Shams Vater war lange Zeit Lehrer, doch plötzlich wurde er zumMilitärdienst verpflichtet.. «Keiner fragt wieso oder wozu, es ist einfach so», sagt Sham und erklärt, dass in Eritrea nach der Highschool alle militärpflichtig sind – egal, ob Mann oder Frau. Nach vielen Jahren Militärdienst ohne jede Zukunftsperspektive wurde es ihm und seiner Familie zu viel. Ein Jahr, bevor auch Sham zur Soldatin hätte werden sollen, sind sie geflüchtet.
Freiheit in der Schweiz
In der Schweiz lernte Sham nicht nur eine komplett neue Sprache und Kultur kennen, sondern sie hat auch eine ganz neue Seite von sich selbst entdeckt. «Früher war ich sehr ‘outgoing’; hier bin ich sehr introvertiert geworden. Aber langsam werde ich sicherer hier, auch weil ich die Sprache immer besser beherrsche», erklärt sie. Die ungewohnte Schweizer Mentalität hat aber auch Gutes bewirkt. So hat Sham hier das Lesen entdeckt. «In Eritrea kann man nicht ruhig an einem Ort lesen, es hat immer laute Musik, Hochzeiten auf den Strassen, es ist immer was los. Das ist das Leben dort. – Und hier die ruhige Schweiz. Es sind zwei verschiedene Welten.»

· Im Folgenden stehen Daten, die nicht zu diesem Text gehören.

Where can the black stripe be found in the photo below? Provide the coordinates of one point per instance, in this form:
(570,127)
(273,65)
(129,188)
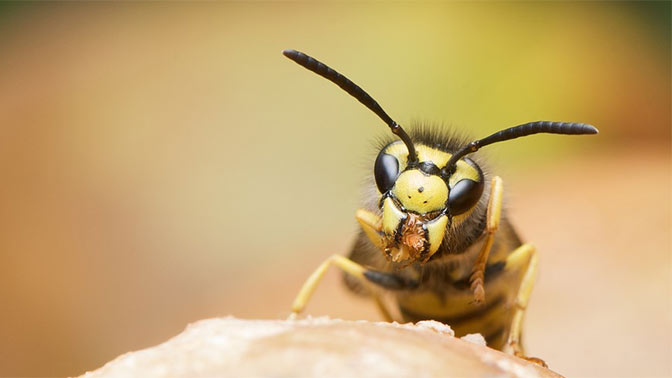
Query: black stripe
(390,281)
(455,320)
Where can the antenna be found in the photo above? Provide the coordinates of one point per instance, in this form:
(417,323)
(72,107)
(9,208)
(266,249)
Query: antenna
(355,91)
(567,128)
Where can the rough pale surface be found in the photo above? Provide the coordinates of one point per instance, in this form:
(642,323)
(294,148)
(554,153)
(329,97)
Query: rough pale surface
(319,347)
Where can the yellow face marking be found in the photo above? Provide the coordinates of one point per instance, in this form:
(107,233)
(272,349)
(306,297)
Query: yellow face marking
(439,158)
(371,224)
(392,217)
(420,192)
(435,230)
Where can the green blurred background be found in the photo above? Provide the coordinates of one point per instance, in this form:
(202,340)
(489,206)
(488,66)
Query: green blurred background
(162,163)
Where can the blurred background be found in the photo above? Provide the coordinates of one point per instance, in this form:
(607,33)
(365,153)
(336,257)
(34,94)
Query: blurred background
(162,163)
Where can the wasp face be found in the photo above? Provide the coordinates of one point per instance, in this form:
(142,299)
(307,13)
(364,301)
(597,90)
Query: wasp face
(419,201)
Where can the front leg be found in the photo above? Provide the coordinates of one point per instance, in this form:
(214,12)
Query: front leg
(493,215)
(364,275)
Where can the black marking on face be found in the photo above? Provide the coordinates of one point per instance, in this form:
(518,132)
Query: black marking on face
(385,171)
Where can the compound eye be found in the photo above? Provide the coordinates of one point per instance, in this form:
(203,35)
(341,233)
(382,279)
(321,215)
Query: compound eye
(464,195)
(385,171)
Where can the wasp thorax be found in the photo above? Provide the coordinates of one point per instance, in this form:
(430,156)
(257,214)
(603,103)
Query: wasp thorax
(420,192)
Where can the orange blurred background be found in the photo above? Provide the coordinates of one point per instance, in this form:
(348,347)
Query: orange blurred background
(162,163)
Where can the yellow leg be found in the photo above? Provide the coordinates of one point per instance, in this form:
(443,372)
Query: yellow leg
(347,266)
(526,258)
(493,215)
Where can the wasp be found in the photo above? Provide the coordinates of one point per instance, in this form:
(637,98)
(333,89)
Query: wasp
(434,235)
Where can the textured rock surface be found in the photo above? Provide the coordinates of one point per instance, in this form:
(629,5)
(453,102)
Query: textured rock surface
(317,347)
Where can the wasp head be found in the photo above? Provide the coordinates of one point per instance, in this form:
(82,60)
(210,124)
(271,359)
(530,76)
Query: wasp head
(420,200)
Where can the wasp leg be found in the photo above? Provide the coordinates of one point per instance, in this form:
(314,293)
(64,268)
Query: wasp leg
(493,215)
(347,266)
(525,258)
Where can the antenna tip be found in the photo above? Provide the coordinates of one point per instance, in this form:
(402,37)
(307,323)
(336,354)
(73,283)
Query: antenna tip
(289,53)
(590,129)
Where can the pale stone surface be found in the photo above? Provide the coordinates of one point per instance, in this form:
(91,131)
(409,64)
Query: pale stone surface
(318,347)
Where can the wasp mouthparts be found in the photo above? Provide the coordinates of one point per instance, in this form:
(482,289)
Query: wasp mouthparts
(413,240)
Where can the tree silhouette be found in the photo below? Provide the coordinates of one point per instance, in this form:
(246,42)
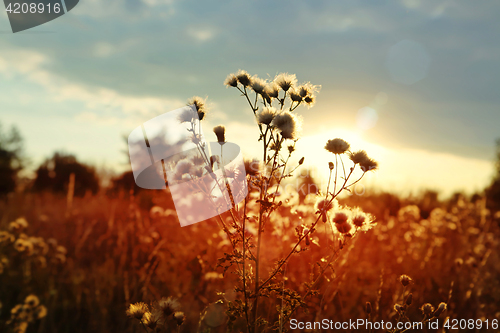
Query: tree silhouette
(10,160)
(53,175)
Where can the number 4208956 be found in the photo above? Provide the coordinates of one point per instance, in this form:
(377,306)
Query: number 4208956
(25,8)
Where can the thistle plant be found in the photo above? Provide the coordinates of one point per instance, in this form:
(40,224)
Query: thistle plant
(274,106)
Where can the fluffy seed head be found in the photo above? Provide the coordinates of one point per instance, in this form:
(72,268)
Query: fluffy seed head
(137,310)
(368,165)
(272,90)
(337,146)
(244,78)
(168,306)
(231,81)
(32,301)
(288,124)
(310,100)
(285,81)
(266,116)
(258,85)
(200,105)
(340,218)
(295,96)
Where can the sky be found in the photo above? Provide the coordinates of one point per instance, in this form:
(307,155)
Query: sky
(415,83)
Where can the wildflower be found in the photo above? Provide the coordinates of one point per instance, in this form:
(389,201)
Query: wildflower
(41,312)
(179,317)
(258,85)
(149,320)
(220,131)
(252,167)
(343,228)
(440,309)
(337,146)
(288,124)
(137,310)
(168,306)
(272,90)
(368,165)
(200,105)
(285,81)
(310,100)
(266,116)
(358,157)
(295,96)
(427,309)
(405,280)
(231,81)
(244,78)
(307,89)
(340,218)
(32,301)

Auch wenn man sein Herkunftsland aus Angst um das eigene Leben verlässt, es gibt immer etwas, das man vermisst. «In der Schweiz lebt jede Familie für sich. In Eritrea sind die Leute zusammen, alle teilen sich irgendwie das Leben. Dieses Gefühl des Zusammenseins vermisse ich sehr.» Die allgemeine Reserviertheit der Schweizerinnen und Schweizer ist mit ein Grund, weshalb es Sham nicht leicht fällt, Kontakte zu knüpfen. «Als ich hier das erste Mal in einem Bus sass», erzählt sie mit einem Schmunzeln, «dachte ich, woah, sie sprechen die gleiche Sprache – warum reden sie nicht miteinander?»
Dass sie eines Tages wieder nach Eritrea zurückkehren wird, glaubt Sham nicht. Sie ist glücklich, den Weg in die Schweiz gefunden zu haben, und zuversichtlich, hier ihren Traum verwirklichen zu können und Psychologin zu werden.